Welcome to what’s sure to be the first of many instalments of something I’m calling: Stuff You Probably Already Know, But I Didn’t So I’m Going to Write About it Anyway.
It’s a snappy title.
Did you know that each of the dungeons in The Legend of Zelda can be jigsawed together to make a single, rectangular map? The Eagle, The Dragon, The Demon… you can slot every dungeon together, without overlaps, leaving just a handful of blank spaces. Here, have a look:
It’s all to do with the way the NES’ memory works, you see. All off The Legend of Zelda’s dungeons are actually on the same map file, to work within the console’s memory limitations. Creating the dungeons so they jigsaw together perfectly was the optimum way of making the map.

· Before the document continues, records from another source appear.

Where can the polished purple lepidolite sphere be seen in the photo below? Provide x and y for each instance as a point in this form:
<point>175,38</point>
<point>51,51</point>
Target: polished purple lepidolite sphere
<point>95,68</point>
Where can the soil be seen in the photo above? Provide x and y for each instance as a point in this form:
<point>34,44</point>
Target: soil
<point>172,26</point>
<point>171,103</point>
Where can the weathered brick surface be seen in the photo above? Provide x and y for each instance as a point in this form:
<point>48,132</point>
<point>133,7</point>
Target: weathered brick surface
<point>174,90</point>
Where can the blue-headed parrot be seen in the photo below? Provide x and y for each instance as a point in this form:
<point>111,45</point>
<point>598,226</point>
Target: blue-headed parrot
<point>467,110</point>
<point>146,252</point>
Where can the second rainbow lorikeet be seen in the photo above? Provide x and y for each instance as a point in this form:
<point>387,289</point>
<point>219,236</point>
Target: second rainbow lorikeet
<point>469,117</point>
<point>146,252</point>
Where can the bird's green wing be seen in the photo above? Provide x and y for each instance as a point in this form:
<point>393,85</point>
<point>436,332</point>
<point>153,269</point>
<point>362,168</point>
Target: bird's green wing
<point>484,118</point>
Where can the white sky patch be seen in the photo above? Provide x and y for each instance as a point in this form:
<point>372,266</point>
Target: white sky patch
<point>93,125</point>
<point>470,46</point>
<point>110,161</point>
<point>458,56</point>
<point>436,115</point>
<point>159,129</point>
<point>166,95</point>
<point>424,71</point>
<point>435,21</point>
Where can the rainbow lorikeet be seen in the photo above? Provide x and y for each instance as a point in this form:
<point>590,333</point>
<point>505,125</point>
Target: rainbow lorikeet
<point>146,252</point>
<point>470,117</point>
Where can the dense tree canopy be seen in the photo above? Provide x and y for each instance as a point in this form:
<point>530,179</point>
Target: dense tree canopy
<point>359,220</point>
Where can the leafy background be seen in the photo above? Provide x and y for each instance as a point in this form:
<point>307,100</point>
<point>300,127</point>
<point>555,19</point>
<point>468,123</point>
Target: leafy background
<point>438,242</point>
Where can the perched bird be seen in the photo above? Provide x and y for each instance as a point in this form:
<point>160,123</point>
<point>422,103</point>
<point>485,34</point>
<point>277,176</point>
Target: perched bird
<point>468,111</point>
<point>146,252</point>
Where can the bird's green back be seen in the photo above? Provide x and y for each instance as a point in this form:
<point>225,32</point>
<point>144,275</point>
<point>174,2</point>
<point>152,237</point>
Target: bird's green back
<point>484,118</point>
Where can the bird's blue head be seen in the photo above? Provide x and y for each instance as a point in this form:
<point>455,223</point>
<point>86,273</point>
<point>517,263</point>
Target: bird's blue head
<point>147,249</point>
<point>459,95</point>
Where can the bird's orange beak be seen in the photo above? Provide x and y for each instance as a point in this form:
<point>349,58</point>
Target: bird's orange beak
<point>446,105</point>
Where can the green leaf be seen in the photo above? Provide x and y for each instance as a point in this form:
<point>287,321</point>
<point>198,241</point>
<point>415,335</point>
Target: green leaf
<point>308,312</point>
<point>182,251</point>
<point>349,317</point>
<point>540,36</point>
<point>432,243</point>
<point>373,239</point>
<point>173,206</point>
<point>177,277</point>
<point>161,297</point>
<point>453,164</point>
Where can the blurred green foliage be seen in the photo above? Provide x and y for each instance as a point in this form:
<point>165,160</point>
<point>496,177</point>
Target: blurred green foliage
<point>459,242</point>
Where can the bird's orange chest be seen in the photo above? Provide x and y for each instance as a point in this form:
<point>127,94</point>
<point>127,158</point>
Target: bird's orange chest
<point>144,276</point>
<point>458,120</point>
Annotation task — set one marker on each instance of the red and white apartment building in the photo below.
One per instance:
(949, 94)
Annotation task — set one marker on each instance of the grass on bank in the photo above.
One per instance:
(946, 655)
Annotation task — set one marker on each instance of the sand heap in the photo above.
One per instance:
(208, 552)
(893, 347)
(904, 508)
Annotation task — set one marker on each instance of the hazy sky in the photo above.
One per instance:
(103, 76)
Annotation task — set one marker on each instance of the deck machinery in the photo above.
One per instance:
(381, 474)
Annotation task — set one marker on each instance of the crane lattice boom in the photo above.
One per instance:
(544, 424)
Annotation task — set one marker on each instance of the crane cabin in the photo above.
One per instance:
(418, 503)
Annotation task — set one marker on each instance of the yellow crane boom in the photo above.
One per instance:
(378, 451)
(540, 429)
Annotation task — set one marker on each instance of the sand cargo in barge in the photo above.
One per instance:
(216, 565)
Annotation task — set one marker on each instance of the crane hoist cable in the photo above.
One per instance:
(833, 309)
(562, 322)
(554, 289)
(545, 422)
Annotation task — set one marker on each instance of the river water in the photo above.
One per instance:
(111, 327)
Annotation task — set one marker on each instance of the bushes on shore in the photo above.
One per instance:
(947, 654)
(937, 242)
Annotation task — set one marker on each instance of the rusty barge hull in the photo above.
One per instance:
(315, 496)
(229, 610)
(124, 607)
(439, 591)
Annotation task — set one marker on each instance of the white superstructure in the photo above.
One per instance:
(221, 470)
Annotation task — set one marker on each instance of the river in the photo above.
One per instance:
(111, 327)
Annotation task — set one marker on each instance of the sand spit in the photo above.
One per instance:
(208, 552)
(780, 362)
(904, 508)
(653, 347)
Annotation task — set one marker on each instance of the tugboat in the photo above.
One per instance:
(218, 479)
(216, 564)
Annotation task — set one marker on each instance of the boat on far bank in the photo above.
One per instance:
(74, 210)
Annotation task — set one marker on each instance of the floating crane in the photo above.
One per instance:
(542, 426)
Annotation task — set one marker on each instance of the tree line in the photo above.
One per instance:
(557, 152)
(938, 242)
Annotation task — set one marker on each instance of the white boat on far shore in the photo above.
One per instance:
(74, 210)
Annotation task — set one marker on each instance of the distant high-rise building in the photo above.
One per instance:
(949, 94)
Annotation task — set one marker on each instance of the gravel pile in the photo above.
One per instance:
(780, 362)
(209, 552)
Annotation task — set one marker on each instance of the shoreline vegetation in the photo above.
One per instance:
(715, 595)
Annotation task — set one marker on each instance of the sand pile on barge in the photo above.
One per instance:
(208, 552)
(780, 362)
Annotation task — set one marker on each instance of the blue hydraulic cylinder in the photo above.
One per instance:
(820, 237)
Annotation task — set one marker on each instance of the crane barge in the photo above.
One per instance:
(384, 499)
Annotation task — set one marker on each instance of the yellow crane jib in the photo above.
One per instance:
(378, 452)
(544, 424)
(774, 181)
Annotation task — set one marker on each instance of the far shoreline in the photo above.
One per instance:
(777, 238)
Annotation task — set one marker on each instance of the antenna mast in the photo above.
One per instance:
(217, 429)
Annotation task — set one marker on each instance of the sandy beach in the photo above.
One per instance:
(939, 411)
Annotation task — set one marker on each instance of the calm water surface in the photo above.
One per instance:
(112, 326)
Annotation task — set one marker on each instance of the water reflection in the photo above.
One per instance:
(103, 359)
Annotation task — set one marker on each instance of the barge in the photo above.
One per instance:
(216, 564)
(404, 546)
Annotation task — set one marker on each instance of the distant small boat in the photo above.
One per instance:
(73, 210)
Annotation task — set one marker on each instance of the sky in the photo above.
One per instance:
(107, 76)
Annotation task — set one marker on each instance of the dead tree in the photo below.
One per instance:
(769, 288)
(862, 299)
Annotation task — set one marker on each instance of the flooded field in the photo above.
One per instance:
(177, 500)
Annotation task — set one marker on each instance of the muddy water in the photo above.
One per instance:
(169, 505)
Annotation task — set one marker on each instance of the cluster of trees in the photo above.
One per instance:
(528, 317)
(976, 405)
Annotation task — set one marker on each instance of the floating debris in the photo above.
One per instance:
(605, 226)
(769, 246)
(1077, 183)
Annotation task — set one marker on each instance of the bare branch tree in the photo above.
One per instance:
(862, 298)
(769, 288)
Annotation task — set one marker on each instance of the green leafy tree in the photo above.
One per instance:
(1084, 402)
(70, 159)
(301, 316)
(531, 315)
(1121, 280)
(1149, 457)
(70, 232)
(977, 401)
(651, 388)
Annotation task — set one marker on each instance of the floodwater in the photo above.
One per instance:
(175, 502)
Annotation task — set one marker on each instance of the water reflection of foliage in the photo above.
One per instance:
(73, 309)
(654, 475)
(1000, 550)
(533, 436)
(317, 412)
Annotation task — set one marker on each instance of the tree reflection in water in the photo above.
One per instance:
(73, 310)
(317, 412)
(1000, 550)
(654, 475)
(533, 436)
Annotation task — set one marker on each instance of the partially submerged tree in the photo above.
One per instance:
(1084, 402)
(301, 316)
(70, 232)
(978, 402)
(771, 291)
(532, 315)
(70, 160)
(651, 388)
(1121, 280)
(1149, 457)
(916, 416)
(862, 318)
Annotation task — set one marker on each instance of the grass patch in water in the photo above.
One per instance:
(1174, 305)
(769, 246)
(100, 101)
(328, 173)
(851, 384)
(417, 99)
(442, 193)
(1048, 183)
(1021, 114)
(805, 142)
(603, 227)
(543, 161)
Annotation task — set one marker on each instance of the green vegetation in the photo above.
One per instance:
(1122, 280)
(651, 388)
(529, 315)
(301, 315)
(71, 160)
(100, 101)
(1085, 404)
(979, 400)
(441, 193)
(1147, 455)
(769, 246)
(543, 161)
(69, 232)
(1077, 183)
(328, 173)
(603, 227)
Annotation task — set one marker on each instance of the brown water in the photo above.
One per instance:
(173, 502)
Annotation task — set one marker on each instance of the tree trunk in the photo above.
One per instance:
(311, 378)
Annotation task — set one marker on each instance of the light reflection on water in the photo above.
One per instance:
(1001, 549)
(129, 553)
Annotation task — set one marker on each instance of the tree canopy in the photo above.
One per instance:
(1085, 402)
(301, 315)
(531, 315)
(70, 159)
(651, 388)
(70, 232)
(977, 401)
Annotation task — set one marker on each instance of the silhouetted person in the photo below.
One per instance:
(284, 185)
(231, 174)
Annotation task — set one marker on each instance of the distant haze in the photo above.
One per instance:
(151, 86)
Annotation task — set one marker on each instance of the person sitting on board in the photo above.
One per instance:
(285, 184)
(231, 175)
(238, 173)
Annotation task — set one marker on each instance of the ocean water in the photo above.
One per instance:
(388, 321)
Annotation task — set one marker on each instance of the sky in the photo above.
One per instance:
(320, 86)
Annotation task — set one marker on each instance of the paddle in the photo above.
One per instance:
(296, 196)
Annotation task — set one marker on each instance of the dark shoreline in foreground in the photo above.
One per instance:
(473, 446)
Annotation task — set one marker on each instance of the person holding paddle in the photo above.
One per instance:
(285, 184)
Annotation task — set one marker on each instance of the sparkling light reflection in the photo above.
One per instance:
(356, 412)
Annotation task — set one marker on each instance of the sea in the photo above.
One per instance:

I suspect, although I haven’t researched this, that the empty spaces – the white rooms in the image above – are actually taken up by the side perspective rooms, those bits of dungeons containing special items and shortcuts. If true, it would mean not a bit of space is wasted.
Yet… not quite clever enough. According to an old Iwata Asks (a series of interviews with Nintendo staff conducted by the late CEO Satoru Iwata), the designer responsible for this idea messed up. He miscalculated and actually underestimated how large the map file could be.
Interesting, right? Also, I guess it means I’m going to have to play the Second Quest at some point, eh?